The comment initially got a gasp from the audience but mostly approval, especially after he explained that respect is reciprocal and should be modeled by both parties. Part of the clip is a rebuttal from guest Alfonso Ribeiro, who stated that it was important to respect elders to their faces but added that it is okay to disagree with them behind their backs.
Uh-oh… What do y’all think? 🤔 pic.twitter.com/xHLo0m5Qfb
— The Jennifer Hudson Show (@JHudShow) March 16, 2025
No one asked for my opinion, but you are welcome in advance.
Old people are people, just like young people are people, and an elderly person deserves no more respect as a living being than a toddler does. Wait, wait, wait. That’s very specific. As living beings, their experiences are obviously tailored by time, but their right to validation as humans should be guaranteed for a lifetime. With that said, their right to get cussed out does not have an age limit, and this is coming from someone who’s said a thing or two to a person of gray-haired experience level. Hell, I cursed two old ladies out for minding MY business while I was holding a yoga mat. I didn’t curse them out because I was bored or desired to be disrespectful. These women thought they were my authority figures, simply due to their advanced age, and could talk to me any way they wanted over something they were actually WRONG about.
These women were strangers.
During another occasion, I was sitting in front of an older woman who kicked and jerked my seat so violently that the woman next to me woke up. Her excuse was that she didn’t want to put her purse on the floor—and therefore, my seat—which had been reclined for at least an hour, kept her from comfortably sitting with her purse on her lap.
Mind you, this was on a Megabus at midnight.
Lady, if you are so worried about being poor, well, you are traveling on a Megabus, so it’s too late for all that.
At the rest stop, her son told me, “You didn’t have to curse an old lady out like that.”
Actually, yes, I did. She is not too old to learn new things, and hopefully, I kept her from trying to bully another stranger.
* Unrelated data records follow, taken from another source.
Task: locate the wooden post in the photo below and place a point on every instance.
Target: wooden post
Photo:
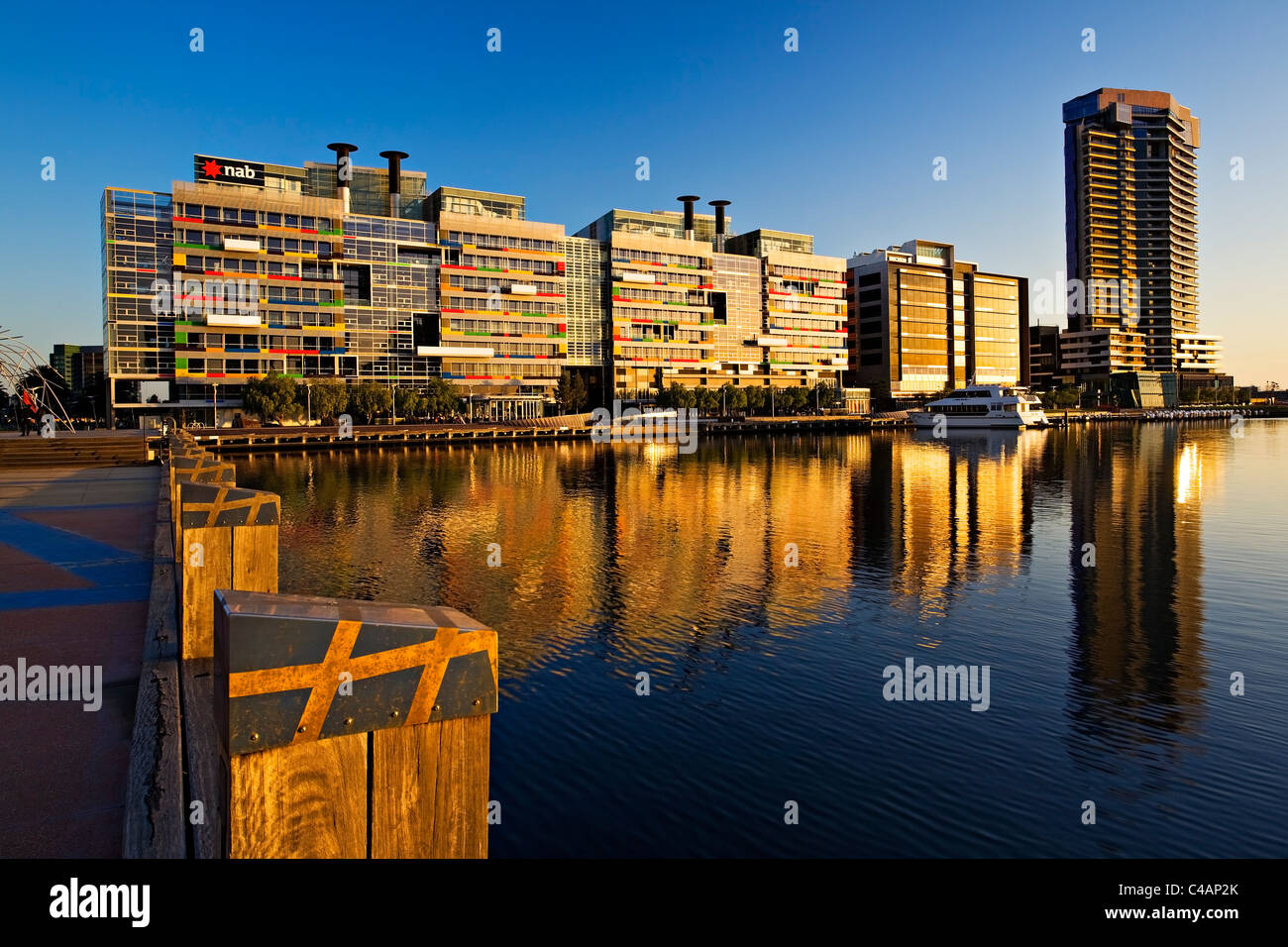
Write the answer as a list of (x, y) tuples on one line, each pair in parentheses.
[(352, 728), (194, 468), (227, 540)]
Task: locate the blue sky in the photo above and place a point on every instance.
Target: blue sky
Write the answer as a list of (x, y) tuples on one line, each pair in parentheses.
[(836, 140)]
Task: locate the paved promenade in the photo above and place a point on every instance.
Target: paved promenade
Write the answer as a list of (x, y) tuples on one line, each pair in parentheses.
[(75, 577)]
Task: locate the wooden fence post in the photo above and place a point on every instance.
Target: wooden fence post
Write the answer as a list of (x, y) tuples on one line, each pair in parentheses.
[(227, 540), (196, 468), (352, 728)]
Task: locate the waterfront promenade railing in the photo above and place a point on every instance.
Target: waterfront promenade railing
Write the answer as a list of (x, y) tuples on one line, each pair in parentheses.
[(274, 725)]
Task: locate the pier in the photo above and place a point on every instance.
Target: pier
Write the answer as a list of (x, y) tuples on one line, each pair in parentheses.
[(274, 725)]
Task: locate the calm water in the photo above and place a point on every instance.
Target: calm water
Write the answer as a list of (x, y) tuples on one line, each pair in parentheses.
[(1108, 684)]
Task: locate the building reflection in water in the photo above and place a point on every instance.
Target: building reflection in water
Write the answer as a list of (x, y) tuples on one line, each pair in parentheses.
[(643, 554), (1136, 655)]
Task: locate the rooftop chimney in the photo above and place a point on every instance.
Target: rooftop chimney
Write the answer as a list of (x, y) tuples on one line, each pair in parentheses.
[(394, 179), (719, 206), (688, 200), (343, 170)]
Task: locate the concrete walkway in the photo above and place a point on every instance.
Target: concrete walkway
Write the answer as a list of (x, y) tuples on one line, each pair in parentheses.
[(75, 577)]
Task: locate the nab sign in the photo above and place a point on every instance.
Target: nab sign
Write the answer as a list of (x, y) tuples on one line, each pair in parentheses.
[(227, 171)]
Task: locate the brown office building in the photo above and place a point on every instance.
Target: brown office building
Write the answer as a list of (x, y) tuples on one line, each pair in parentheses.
[(921, 321)]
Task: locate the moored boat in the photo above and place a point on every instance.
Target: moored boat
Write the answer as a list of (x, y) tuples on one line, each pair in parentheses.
[(983, 406)]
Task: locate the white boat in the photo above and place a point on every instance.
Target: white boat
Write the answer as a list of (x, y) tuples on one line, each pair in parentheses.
[(983, 406)]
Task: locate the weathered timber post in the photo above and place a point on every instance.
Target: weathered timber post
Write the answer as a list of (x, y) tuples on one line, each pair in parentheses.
[(196, 468), (352, 728), (227, 540)]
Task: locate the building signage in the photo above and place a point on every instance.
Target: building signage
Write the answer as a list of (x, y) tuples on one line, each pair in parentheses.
[(227, 171)]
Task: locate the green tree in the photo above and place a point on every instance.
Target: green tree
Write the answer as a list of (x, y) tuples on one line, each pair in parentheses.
[(370, 398), (269, 397), (707, 401), (683, 397), (326, 399), (571, 392), (411, 402)]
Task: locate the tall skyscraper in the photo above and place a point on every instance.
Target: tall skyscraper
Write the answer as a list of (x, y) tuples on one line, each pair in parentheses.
[(1131, 235)]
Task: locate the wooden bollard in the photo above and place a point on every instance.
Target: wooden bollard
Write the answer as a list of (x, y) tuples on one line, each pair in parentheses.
[(352, 728), (196, 468), (227, 540)]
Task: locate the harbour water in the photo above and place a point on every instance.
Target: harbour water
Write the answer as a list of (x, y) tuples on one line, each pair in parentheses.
[(1111, 578)]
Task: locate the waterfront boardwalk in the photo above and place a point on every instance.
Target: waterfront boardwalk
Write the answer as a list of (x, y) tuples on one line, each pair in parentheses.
[(75, 578)]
There is a woman I am related to; some would call her my aunt, but I just refer to her as my father’s twin sister. It is NOT a family secret that I absolutely HATE this lady, and I mean UTTERLY DESPISE HER. While I am not at all alone, there are multiple family members who don’t prefer her presence, I am ONE of the more vocal ones about my disdain. There are many specific reasons, but the root of the issue is that she never respected any of us. As a child, I watched her physically abuse a younger relative left in her care, not to mention the very traumatic things she did to me that changed my life. She even tormented a defenseless toddler, but she still gets invited to family functions. That toddler is now an adult woman and still expected to be kind to someone who traumatized her because that woman is an “elder” and is somehow deserving of a respect she was too good to ever show at any age.
Giving carte blanche to sh*tty people to be even sh*ttier just because they are eligible for social security benefits no one.
We all have the capacity to learn and be accountable until our dying day. I am obviously not referencing anyone with diminished cognitive abilities who can’t help themselves; I am referencing unhealed people who got older and felt that they were too old to learn things they never desired to learn when they were younger.

Let’s keep it a stack, ‘respect your elders,’ can have really bad implications when you throw in “children are to be seen and not heard,” making it compulsory for a child to respect someone even if they violate their boundaries. All those elders don’t have the best intentions at heart, and many of those people who harm children get to retire into a respected elder status simply because their knees are too immobile for them to traumatize others with the same spring in their step.
Some of the most disrespectful people I’ve ever encountered have been older than me. If they haven’t learned to respect people at a base level by their age, why would they be deserving of it simply because of their age?